Q: Will I be able to run models on my computer locally, offline?

A: The answer is highly dependent on hardware and configuration.

No, you will not be able to run a model the size of full-scale GPT⁠-⁠3 on your first-generation Macbook Air. 175 billion parameters at single-precision (binary32) take up 700 Gigabytes, and realistically the entire model needs to be loaded into memory for inference. It is unlikely that consumer hardware will be able to run anything of that scale for years to come, even on CPU. To run large models beyond a few billion parameters there is an expectation to utilize systems with large amounts of compute and memory.

Smaller models can be run on more pedestrian hardware: 125 million parameters take up only 500 Megabytes and should run on a basic laptop without a hitch, while 1.3 billion parameters take up 5 Gigabytes and should run on capable personal computers without issue.

If you are interested in inferencing and fine-tuning models, we highly recommend using the implementation in Hugging Face Transformers, which is far easier to both install and use than our research code. We do not support or maintain the Hugging Face implementation beyond our organization in Model Hub, and issues with Transformers or its usage should be directed elsewhere.

Q: Are the codebases free software?

A: GPT⁠-⁠Neo is MIT-licensed, while GPT⁠-⁠NeoX is licensed under Apache 2.0. These are the most freely-termed licenses that we can provide for each codebase respectively.

Q: Are the models free software?

A: EleutherAI is licensing models under Apache 2.0. If you use our models, we would highly appreciate you citing or displaying your usage of them.

The Pile

Q: What’s in the Pile?

A: The Pile is a 1.25 Terabyte dataset constructed from a curated conglomeration of diverse, high-quality text datasets. It covers a wide gamut, from academic writing to legal texts, to online literature, video subtitles, and more. This abundance means that saying precisely what is in this meta-dataset is difficult.

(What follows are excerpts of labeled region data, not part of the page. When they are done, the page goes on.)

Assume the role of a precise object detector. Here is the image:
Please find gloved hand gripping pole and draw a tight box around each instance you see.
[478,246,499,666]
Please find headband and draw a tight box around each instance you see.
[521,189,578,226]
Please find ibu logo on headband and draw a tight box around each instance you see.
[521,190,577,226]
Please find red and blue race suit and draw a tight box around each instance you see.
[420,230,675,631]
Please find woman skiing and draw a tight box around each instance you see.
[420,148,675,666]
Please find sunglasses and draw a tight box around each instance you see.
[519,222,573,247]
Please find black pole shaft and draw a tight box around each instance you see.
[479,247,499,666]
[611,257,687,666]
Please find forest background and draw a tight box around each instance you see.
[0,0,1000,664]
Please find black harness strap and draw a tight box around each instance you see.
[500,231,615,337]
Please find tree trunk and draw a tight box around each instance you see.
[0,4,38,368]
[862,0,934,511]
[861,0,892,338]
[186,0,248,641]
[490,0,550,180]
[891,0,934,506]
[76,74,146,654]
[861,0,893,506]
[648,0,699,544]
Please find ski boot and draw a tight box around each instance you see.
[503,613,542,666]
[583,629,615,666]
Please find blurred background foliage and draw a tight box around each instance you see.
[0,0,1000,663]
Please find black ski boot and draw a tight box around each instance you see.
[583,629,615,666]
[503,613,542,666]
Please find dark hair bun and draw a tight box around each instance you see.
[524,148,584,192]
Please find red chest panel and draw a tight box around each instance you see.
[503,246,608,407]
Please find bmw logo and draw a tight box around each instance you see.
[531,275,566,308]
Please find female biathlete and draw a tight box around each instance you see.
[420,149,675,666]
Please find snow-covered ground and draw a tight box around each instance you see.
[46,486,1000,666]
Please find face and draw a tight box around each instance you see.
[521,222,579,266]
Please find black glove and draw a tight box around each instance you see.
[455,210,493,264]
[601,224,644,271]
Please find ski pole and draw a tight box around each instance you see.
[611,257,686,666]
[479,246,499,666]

If you are interested in exploring this, send a message to #the-pile on Discord.

Q: What’s the format of the Pile?

A: We use a simple, compressed JSON format of our design called lm_dataformat (LMD). It’s designed to make writing, storing, and reading text simple and performant. Every logical document maps to a JSON object with text and meta fields, and batches of these objects are compressed using zstd or gz. Any kind of corpus that goes into the Pile—whether HTML, ePUB, PDF extraction, etc.—will be converted into LMD.

Q: Who can use the Pile?

A: The Pile was primarily designed for researchers training large-scale language models. It also may be of interest to other researchers interested in topics such as bias, online discourse, and text compression.

Q: Is the Pile released yet?

A: Yes! Read the preprint on arXiv here.

Q: Where can I get the Pile?

A: We provide all of the code necessary to replicate the Pile yourself. Additionally, the community of data aficionados at The-Eye are distributing pre-built versions as well.

Q: Can I add something to the Pile?

A: Yes! All contributions should be sent to the version2 branch. Pile v1 is finalized and is no longer accepting contributions.

Q: Have you considered adding Discord logs?

A: Yes. We decided against it, as there are good privacy reasons Discord users may not expect or want their conversations unwittingly added to a public dataset like this. Collecting such a dataset would most likely also violate Discord’s ToS. In general, more trouble than they’re worth.

Q: Can I make my own version of the Pile?

A: Of course! For just this reason, all of the components and the Pile creation process are reproducible. Look for a repo labeled as pile-[COMPONENT] or pile_[COMPONENT] if you want to reproduce a component. This repo is where you should go if you want to build your own Pile out of the same base datasets. We may also provide links to pre-processed components to allow you to mix, match, and re-sample to derive your own.